Have you ever heard the phrase, “Drinking from a firehose?” On the off chance you haven’t, it means to be overwhelmed with information—to be inundated with an uncapped, unfiltered amount of information.
I’ve been drinking from a firehose these past few weeks. I think many of us have been. And I’m not sure that it’s accomplishing anything other than fascinated disgust and outrage, not only with the war in Israel and Gaza but the battle online surrounding Israel. These past few weeks are a sobering reminder of how people are capable of treating one another.
I, for one, have guzzled far too much of the horrific news, causing me to feel as though I can’t catch my breath between each gulp.
My heart breaks with each guzzle from the firehose:
For the mothers who no longer hold a baby in their arms, either because they’re dead or held hostage. For the woman who has lost over ten family members at once. Or for the father who celebrated when he found his little girl had died instead of being taken hostage. And for the numerous other sons, daughters, mothers, fathers, aunts, uncles, grandparents, and friends who will never hold their loved ones again.
We were never meant to hold this much pain.
While I am thankful to know what is happening in the Middle East and worldwide, the news comes so fast and loud that my brain and heart can’t comprehend it.
I feel this truth acutely.
I sense deep in my bones this ache—or no, throb—yes, throbbing, stabbing, gnawing reality that I can do nothing of consequence for these suffering people. But the firehose keeps spewing, so I drink and sink deeper into the ocean of helplessness.
I finally had to stay off social media for a while. Even though I struggle with feelings of guilt, as if every ghastly act is not seen or validated because I’m not witnessing it.
But there’s a difference between staying informed and being drowned by a firehose.
Do you know what I thought of today as the firehose spewed? I thought of Jesus.
I imagined how He once walked the same streets being bombed and splattered with blood today. Even when Jesus came to the Earth, there were people worldwide. No, not as many as today—but there were people everywhere. And He went to one place. With one goal. And one solid purpose. He was not firehosed with every situation on Earth, deciding to solve each one. Even though he could’ve—and ultimately did with his death and ressurection—instead, he was explicit when He stated, “I must be about my Father’s business.”
Many have postulated how many miles Jesus walked during his ministry. One opinion I read guessed around 3,000 miles and approximately 21,000 throughout His life. Of course, we cannot know the exact numbers, but He walked a lot. And rather than spending those miles walking the span of the entire Earth, He paced back and forth over the same bit of dirt, time and time again. He chose to stay within the parameters that the Father gave him. He had a people, a message, and a plan.
Proclaiming good news and setting captives free
We could take a note from Jesus today. No, he didn’t have social media and news at the speed of light, but I know His focus and purpose wouldn’t have changed even if He did.
He would still be about His Father’s business.

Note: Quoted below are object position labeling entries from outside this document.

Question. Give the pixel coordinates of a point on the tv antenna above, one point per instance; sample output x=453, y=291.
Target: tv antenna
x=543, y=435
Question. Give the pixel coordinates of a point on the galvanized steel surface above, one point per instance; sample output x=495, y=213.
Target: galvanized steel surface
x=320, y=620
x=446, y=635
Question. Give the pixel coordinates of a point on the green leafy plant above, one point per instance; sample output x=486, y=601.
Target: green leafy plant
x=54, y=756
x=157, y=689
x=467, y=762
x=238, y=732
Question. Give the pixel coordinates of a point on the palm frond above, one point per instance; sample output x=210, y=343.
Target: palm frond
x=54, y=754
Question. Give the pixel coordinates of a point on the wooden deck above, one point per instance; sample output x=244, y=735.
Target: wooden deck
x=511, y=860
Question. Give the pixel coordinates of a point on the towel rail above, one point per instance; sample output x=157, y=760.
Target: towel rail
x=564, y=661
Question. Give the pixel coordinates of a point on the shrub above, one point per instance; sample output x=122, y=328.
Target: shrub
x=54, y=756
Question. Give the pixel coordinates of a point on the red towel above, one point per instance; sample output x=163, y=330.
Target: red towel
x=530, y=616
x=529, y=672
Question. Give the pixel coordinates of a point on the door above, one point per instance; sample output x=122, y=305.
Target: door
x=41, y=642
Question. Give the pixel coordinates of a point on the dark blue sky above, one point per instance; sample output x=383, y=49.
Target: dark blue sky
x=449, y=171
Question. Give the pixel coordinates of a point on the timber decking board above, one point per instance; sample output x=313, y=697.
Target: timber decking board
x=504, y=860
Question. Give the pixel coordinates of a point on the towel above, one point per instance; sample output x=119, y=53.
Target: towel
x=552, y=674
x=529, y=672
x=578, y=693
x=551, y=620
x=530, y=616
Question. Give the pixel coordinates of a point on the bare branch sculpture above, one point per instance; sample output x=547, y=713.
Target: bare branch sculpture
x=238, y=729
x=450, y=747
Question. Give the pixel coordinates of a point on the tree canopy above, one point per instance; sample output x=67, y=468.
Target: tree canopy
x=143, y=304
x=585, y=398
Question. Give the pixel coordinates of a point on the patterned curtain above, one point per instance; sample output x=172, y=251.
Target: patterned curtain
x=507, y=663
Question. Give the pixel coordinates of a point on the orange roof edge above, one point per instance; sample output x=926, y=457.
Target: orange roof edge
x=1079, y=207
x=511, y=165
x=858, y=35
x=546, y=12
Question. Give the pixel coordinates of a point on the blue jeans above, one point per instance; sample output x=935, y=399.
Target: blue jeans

…He unrolled the scroll and found the place where it was written, “The Spirit of the Lord is upon me because he has anointed me to proclaim good news to the poor. He has sent me to proclaim liberty to the captives and recovering of sight to the blind, to set at liberty those who are oppressed.” Luke 4:17-19
We still hold the power to proclaim the good news which sets the captives free and opens the eyes of the blind in a world that is just as broken today as it was when Jesus was here. We must remember amidst all of the chaos and pain in our world to stay the course and be about our Father’s business. Doing what we can, where we can with what we’ve been given.
Drawing from the well rather than the firehose
Yes, the world is bleak and we weep and mourn for the atrocites being done in real time in front of our eyes. And for those of us who are naturally more sensitive, it can be especially difficult. This is good and right as we should weep with those who weep.
There’s nothing wrong with being aware of the state of the world and knowing another’s pain. In fact, Jesus encouraged his disciples to be watchful and aware through a lesson on the ripeness of a fig tree. We do need to know where the world is and where it is going, but, friend, I caution sititng at the firehose to find out.
Knowing everything about a situation changes nothing except our peace of mind.
Perhaps we can use the abundance of information at our fingertips to help where we are able. We can always give to places we trust, reach out to organizations locally who help refugees, and most importantly, we are called always to pray. Because the truth remains that we no longer serve a humble servant, but a risen King. His plan has always been to return, and it would appear that those days are drawing nearer every day. So, rather than drinking routinely from the firehose, let’s draw deeply from the well of God’s truth and settle our hearts there, using it for good right where we are.